One of my favorite passages in literature is from Borges’s The Aleph where he talks about this thing called the Aleph. In order to see it you have to go down a staircase to a basement and then eventually in the cracks of the staircase you can see everything in the universe all at once. I’ll just throw the quote in, sorry it’s long, but it’s one of my faves:
“On the back part of the step, toward the right, I saw a small iridescent sphere of almost unbearable brilliance. At first I thought it was revolving; then I realized that this movement was an illusion created by the dizzying world it bounded. The Aleph’s diameter was probably little more than an inch, but all space was there, actual and undiminished. Each thing (a mirror’s face, let us say) was infinite things, since I distinctly saw it from every angle of the universe. I saw the teeming sea; I saw daybreak and nightfall; I saw the multitudes of America; I saw a silvery cobweb in the center of a black pyramid; I saw a splintered labyrinth (it was London); I saw, close up, unending eyes watching themselves in me as in a mirror; I saw all the mirrors on earth and none of them reflected me…I saw the Aleph from every point and angle, and in the Aleph I saw the earth and in the earth the Aleph and in the Aleph the earth; I saw my own face and my own bowels; I saw your face; and I felt dizzy and wept, for my eyes had seen that secret and conjectured object whose name is common to all men but which no man has looked upon —the unimaginable universe.”
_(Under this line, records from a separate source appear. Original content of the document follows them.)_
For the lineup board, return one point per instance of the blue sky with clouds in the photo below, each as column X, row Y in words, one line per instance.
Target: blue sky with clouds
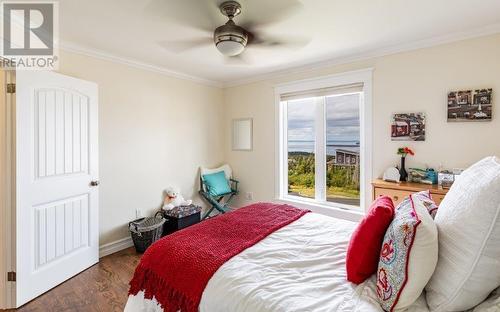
column 342, row 113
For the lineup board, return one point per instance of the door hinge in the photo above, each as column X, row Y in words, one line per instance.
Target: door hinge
column 11, row 276
column 11, row 88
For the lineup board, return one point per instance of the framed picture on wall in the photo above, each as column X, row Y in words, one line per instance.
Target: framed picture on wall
column 408, row 127
column 470, row 106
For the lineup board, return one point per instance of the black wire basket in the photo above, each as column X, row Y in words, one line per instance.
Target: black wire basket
column 146, row 231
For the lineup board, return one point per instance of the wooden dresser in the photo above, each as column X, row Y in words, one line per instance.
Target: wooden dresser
column 398, row 191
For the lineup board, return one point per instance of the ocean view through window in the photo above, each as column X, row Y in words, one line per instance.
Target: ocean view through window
column 324, row 143
column 342, row 147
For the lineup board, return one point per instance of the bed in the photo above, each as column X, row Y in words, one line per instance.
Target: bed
column 300, row 267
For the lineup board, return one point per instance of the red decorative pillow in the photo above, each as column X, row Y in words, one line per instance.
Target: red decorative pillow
column 366, row 242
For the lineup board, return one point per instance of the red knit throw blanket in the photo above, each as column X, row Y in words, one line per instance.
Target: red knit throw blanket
column 176, row 269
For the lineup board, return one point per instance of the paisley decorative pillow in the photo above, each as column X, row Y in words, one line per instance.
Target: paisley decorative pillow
column 408, row 256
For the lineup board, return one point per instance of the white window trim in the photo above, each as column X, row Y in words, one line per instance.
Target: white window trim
column 366, row 129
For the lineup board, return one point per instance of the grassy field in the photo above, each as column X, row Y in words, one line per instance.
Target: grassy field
column 339, row 192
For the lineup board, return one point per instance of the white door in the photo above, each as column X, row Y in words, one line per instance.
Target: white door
column 57, row 173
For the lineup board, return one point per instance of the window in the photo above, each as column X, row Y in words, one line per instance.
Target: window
column 323, row 142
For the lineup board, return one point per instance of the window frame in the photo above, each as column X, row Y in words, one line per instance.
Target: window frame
column 281, row 178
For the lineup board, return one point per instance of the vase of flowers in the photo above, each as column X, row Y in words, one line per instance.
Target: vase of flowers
column 403, row 151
Why do I bring this up? And what on earth does it have to do with madeleines? Well, this weekend, I went upstate to my parents’ house–the house they built for us, the house my brother was born in and we all grew up in– for the last time. My parents have sold it and they are moving. The visit was much like every other visit, it is home after all. I remember the first time I stepped foot into my bedroom when the house was still a frame, fighting with my sister for the room with the view, even though it was the smallest. Below is a picture from my last moments in that room. This is the home that bore witness to much of my childhood, ushered me through my teenage years, greeted my visits home from college, housed me briefly in fits and spurts through my adult years.
For this visit I came wielding a knife. The house, the backdrop of my days, has enabled me to see my aleph because for so many years it was the center of my universe. So a little after midnight, I beckoned my brother and my husband to come downstairs with me to the basement where we used to play and leave a little aleph- our initials or whatever our secret mark is- for posterity on the back of the staircase. We carved for a while, each in our own reverie. Something to say we were there. I was here. I am here. Of course my brother shut the door on me, leaving me alone in the scary basement for old times’ sake.
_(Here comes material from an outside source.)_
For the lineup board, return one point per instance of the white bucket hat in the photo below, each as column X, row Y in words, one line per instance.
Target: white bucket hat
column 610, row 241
I’m sure I will see the elusive aleph many times in my life if I’m lucky because we are all a part of it. As a way of embracing the world through food and keeping me close to what I love and for comfort from the snow that has been heaped upon New York, I attempted a French butter cake. They’re actually quite simple! You can make them lemony, orange, savory with different herbs, chocolate, poppy seed or plain. I’ve already done them a few times, once with a heavy hand on the zest, another with a heavier rosemary touch. They take 15 minutes to make. I made this batch as a warm midnight snack. Depending on how long you beat the batter you may or may not get the defining hump in the middle. My first batch was perfect, the second was a little flatter. Both were delicious. Experiment and enjoy!
Petite Lemon Rosemary Madeleines
adapted from allrecipes.com
Makes 1 dozen
- 2 eggs
- 3/4 teaspoon vanilla extract
- 1/8 teaspoon salt
- 1/3 cup white sugar
- 1/2 cup all purpose flour
- 1 tablespoon lemon zest (or orange zest)
- 1 handful fresh rosemary (2 to 3 sprigs)
- 1/4 cup butter
- 1/3 cup granulated sugar for decoration optional
Preheat oven to 375 degrees F. Butter madeleine molds; set aside. Melt butter and let cool to room temperature. In a small mixing bowl, beat eggs, vanilla and salt at high speed with an electric beater until light.
Beating constantly, gradually add sugar; and continue beating at high speed until mixture is thick and pale and ribbons form in bowl when beaters are lifted, 5 to 10 minutes. Sift flour into egg mixture 1/3 at a time, gently folding after each addition. Add lemon zest and rosemary and pour melted butter around edge of batter. Quickly but gently fold butter into batter. Spoon batter into molds about a tablespoon in each shell; it will mound slightly above tops.
Bake 14 to 17 minutes, or until cakes are golden and the tops spring back when gently pressed with your fingertip. Use the tip of the knife to loosen madeleines from pan; invert onto rack. Immediately sprinkle warm cookies with granulated sugar. Madeleines are best eaten the day they’re baked. Leftover madeleines are wonderful when dunked into coffee or tea.